La Jungle emprunte au journalisme un certain regard, une vision de l’environnement. Les descriptions des abattoirs sont glaçantes, l’absence d’hygiène, l’industrialisation de la chaîne alimentaire, le traitement des animaux et, bien sûr, celui des humains : machines jetables quand elles s’enrayent. Chicago est une société taille-réduite : les classes populeuses, massives, toujours aux bords de la misère quand elles n’y ont pas déjà plongé ; et puis la bourgeoise et les patrons qui semblent vivre sur une autre planète.
Jurgis est un personnage-type, qui va vivre à peu près tout ce qu’il est possible de vivre dans cet environnement. D’abord dans la peau de l’ouvrier modèle (travailleur et obéissant), il va ensuite connaître la précarité puis le vagabondage, la mendicité, le vol, le trucage politique et, enfin, la militance. On sent bien que cette construction est artificielle mais tout le roman est tendu vers un but unique : faire connaître une vérité sur la condition humaine. Jurgis et tous les autres personnages ne sont in fine que des noms d’emprunt, choisi par le journaliste-écrivain pour figurer une réalité générale.

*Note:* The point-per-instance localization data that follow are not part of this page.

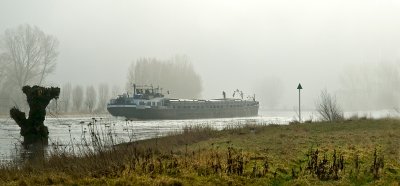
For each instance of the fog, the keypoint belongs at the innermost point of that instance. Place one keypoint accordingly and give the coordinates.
(261, 47)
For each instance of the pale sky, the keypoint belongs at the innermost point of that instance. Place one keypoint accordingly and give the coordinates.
(232, 44)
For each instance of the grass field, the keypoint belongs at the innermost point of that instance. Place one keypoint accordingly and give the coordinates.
(351, 152)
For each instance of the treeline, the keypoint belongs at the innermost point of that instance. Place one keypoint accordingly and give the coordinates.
(176, 76)
(27, 57)
(371, 86)
(80, 99)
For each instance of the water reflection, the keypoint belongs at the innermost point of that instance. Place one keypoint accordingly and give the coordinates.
(72, 134)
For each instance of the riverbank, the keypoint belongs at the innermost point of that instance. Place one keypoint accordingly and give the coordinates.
(358, 151)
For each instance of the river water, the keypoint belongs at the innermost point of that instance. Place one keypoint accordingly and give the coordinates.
(64, 131)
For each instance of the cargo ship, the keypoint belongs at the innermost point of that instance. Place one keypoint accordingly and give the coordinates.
(149, 103)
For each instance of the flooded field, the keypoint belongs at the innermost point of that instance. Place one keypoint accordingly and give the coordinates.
(65, 131)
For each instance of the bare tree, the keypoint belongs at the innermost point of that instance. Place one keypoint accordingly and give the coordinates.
(30, 55)
(91, 98)
(103, 97)
(77, 98)
(328, 108)
(65, 97)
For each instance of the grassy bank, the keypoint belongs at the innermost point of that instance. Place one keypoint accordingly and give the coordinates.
(349, 152)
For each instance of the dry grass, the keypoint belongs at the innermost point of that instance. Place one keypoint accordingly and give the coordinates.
(359, 151)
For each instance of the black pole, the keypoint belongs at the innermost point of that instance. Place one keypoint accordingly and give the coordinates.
(299, 108)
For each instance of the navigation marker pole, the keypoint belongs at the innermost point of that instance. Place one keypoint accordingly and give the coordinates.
(299, 88)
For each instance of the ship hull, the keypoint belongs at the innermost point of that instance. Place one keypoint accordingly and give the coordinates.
(173, 113)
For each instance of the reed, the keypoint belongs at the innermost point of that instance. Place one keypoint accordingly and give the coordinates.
(349, 152)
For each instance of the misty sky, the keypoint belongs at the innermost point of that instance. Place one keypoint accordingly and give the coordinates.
(232, 44)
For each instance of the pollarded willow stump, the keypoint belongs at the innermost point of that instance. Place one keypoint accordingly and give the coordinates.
(32, 128)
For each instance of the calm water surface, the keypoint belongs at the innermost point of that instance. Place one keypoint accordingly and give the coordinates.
(65, 131)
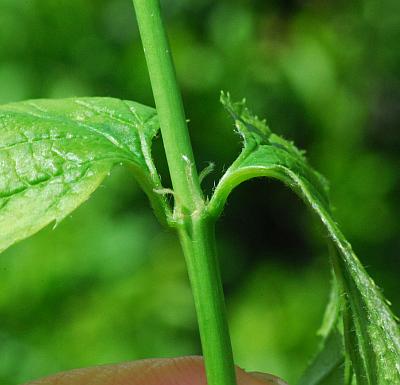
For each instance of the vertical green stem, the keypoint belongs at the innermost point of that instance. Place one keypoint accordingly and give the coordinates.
(195, 228)
(198, 244)
(169, 104)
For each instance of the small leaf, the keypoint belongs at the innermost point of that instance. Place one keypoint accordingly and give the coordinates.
(328, 366)
(372, 333)
(55, 153)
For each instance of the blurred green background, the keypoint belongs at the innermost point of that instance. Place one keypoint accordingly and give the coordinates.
(109, 284)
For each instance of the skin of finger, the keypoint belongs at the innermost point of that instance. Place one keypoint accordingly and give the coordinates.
(171, 371)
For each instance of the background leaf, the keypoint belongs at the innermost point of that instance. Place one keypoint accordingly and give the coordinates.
(372, 333)
(55, 153)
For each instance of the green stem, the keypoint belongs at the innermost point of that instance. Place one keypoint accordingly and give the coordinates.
(198, 243)
(169, 104)
(192, 218)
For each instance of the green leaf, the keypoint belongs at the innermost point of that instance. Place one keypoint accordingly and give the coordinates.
(55, 153)
(372, 333)
(328, 366)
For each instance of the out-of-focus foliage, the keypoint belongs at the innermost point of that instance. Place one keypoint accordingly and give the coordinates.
(109, 284)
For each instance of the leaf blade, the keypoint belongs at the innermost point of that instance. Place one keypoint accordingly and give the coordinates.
(373, 344)
(55, 153)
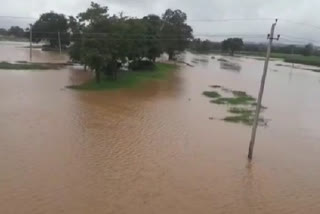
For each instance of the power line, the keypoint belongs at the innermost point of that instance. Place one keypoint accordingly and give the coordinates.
(302, 24)
(17, 17)
(231, 20)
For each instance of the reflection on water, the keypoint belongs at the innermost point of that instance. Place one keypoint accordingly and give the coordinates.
(64, 151)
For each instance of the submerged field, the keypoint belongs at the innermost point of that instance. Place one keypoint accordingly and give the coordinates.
(154, 150)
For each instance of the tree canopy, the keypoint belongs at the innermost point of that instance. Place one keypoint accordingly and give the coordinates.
(232, 45)
(46, 28)
(104, 42)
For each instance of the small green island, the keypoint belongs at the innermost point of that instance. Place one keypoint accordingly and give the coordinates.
(128, 79)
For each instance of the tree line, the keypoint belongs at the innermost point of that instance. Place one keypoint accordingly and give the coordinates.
(105, 42)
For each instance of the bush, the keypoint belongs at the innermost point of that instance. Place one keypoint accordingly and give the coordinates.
(142, 65)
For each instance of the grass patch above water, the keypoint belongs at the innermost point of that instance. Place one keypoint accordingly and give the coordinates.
(243, 99)
(243, 118)
(211, 94)
(128, 79)
(26, 66)
(235, 110)
(242, 105)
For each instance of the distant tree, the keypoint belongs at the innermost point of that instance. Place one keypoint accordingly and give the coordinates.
(3, 32)
(232, 45)
(204, 46)
(153, 44)
(94, 14)
(47, 28)
(308, 50)
(175, 33)
(16, 31)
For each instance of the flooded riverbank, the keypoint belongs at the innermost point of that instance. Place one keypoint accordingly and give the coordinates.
(153, 149)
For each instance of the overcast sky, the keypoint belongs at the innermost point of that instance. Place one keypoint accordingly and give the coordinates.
(287, 10)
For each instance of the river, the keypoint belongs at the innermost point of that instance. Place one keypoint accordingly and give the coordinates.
(154, 149)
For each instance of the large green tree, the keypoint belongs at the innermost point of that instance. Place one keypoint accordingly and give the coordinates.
(16, 31)
(232, 45)
(47, 27)
(175, 33)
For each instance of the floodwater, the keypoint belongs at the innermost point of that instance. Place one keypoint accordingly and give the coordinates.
(153, 149)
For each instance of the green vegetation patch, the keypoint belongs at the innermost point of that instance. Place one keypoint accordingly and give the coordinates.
(211, 94)
(26, 66)
(243, 118)
(242, 105)
(240, 98)
(128, 79)
(236, 110)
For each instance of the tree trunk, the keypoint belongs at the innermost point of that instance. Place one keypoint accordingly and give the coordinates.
(98, 76)
(171, 56)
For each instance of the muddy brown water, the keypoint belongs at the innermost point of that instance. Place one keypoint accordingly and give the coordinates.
(153, 149)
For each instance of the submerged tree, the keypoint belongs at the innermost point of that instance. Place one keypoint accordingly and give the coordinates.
(175, 33)
(47, 28)
(105, 42)
(16, 31)
(232, 45)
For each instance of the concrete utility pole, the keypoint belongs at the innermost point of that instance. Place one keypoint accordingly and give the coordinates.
(59, 39)
(30, 43)
(263, 80)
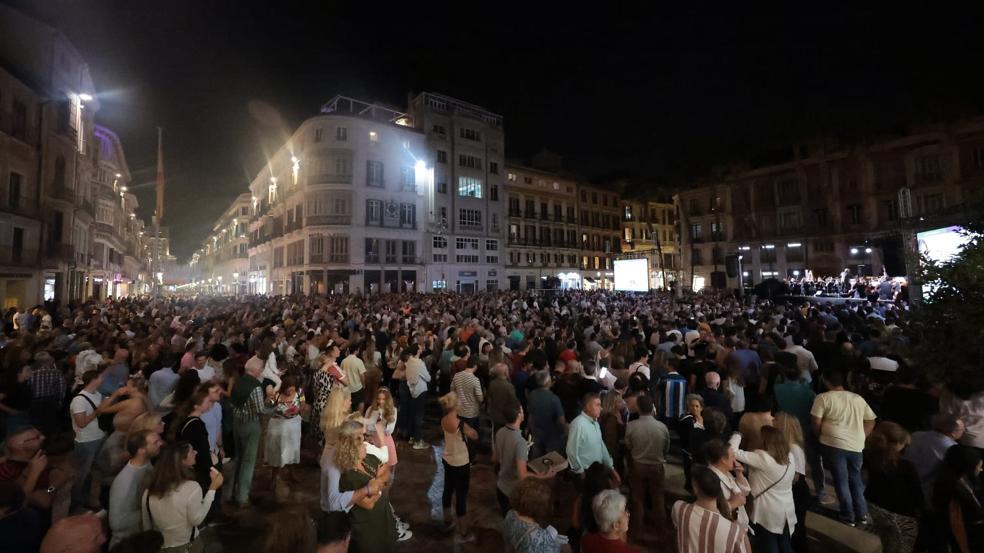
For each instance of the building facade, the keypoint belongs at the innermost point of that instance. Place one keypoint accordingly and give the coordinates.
(50, 164)
(600, 229)
(465, 212)
(828, 209)
(115, 266)
(649, 230)
(224, 255)
(339, 207)
(542, 249)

Il faut noter, du coup, que le style de Sinclair est utilitaire – il rejoint cette tradition anglo-saxonne de l’écriture transparente et, en fait, très moderne. Même cette approche découle d’un choix conscient et politique : le roman, la fiction, sert à donner à la vérité une chair, un pouls, une vie avec tout ce qu’elle compte d’émotions ; le style dépouillé, parfois trop, doit permettre aux « héros », les classes laborieuses, de pouvoir lire leur propre histoire. L’intention est donc clairement de faire du livre un objet et une arme populaire.

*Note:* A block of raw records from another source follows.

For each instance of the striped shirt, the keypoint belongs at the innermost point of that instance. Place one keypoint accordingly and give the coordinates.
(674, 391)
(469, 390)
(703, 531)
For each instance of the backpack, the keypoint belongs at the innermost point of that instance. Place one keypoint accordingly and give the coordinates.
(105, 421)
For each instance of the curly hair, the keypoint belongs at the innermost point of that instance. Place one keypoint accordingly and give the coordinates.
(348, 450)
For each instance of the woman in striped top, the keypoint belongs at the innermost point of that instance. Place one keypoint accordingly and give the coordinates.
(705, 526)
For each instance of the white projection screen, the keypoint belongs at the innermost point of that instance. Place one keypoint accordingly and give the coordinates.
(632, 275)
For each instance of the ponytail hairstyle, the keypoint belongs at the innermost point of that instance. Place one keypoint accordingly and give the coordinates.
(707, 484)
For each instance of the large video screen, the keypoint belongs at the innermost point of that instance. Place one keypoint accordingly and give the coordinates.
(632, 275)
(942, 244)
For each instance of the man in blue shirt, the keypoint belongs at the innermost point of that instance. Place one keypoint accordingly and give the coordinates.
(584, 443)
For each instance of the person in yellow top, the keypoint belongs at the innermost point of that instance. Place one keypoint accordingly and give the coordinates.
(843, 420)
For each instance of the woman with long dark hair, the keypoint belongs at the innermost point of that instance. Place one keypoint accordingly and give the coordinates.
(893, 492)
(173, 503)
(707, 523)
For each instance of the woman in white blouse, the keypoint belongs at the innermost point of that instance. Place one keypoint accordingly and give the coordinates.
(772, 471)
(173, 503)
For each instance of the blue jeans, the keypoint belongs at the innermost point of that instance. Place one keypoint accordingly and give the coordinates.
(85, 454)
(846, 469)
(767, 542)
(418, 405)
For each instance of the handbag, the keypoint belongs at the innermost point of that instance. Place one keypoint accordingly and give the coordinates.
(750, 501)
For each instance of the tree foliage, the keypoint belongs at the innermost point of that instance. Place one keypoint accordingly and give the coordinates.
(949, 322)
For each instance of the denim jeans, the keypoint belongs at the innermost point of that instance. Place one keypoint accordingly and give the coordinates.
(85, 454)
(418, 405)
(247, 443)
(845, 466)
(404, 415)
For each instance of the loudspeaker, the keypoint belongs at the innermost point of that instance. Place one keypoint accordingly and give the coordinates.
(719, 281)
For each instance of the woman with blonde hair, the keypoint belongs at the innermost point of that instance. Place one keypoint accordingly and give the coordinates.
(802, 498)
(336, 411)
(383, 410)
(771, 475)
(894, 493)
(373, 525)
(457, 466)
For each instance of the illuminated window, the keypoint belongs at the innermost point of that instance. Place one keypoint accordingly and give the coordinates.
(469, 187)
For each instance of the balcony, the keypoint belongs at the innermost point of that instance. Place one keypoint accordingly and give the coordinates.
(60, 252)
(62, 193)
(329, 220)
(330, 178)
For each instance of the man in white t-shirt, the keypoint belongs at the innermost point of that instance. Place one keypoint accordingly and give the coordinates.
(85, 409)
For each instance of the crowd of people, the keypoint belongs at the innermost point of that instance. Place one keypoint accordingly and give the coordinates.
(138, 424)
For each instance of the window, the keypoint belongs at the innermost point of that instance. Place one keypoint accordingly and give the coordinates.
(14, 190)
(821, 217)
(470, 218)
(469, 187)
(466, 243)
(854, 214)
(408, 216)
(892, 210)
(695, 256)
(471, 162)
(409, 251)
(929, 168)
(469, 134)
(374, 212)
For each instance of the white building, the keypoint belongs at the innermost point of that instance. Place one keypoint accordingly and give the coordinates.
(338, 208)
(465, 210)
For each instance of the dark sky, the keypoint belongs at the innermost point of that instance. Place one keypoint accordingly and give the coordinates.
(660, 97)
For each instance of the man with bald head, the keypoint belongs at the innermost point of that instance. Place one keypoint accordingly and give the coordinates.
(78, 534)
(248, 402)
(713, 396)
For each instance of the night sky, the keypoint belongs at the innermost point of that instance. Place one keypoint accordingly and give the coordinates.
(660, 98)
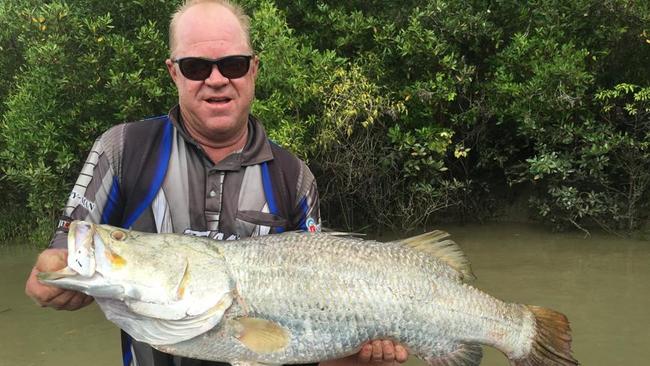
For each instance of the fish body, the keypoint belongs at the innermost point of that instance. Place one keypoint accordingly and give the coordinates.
(305, 297)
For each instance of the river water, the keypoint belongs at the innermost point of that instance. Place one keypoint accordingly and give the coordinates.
(602, 284)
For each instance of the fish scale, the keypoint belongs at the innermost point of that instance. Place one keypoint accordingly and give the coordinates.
(307, 297)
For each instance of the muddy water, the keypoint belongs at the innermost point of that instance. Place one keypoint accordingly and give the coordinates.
(601, 283)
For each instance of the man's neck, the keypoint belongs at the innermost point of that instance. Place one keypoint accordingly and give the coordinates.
(217, 152)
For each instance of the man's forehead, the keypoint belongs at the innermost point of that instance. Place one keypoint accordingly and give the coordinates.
(209, 23)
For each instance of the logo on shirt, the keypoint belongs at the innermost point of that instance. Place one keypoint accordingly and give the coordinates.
(216, 235)
(311, 225)
(76, 197)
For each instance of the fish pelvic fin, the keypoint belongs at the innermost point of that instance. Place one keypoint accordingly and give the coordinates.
(464, 355)
(552, 341)
(437, 244)
(261, 335)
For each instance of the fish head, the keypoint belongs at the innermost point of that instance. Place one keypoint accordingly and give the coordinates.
(155, 275)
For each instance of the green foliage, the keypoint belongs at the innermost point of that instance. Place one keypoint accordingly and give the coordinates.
(408, 112)
(80, 75)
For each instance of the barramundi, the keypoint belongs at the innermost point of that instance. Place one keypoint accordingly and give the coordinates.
(302, 297)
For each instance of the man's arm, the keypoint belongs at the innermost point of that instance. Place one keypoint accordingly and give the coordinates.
(86, 202)
(48, 296)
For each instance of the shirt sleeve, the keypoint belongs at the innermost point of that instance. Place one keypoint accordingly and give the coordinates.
(307, 210)
(96, 188)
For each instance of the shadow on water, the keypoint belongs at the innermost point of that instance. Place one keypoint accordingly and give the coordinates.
(600, 283)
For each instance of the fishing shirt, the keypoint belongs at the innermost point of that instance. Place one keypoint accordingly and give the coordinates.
(152, 176)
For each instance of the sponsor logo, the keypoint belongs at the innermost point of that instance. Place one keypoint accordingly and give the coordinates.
(64, 225)
(311, 225)
(216, 235)
(76, 197)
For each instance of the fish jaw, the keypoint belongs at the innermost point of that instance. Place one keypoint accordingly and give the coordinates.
(81, 252)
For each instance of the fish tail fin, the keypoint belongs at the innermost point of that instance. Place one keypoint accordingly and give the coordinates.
(552, 340)
(463, 355)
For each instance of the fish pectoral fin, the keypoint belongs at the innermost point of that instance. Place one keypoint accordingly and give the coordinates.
(437, 244)
(261, 335)
(464, 355)
(250, 363)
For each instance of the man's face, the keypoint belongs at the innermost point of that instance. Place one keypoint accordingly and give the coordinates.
(215, 110)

Le lecteur contemporain y trouvera quand même son compte, par exemple en découvrant que tous les questionnements sur la condition animale et sur l’industrie agro-alimentaire se posaient déjà à la toute fin du XIX e siècle. Il s’agit presque d’une préhistoire de notre culture ultra-industrielle. Et surtout, la Jungle parle d’un passé qu’on balaie souvent sous le tapis, celui des centaines de milliers d’ouvriers et de travailleurs qui ont fait la fortune des États. À contre-courant d’une historiographie qui ne retient que les Alexandre, les César et les Napoléon, Upton Sinclair participe à la conservation de la mémoire des Jurgis, Ona et de tous les sans-noms.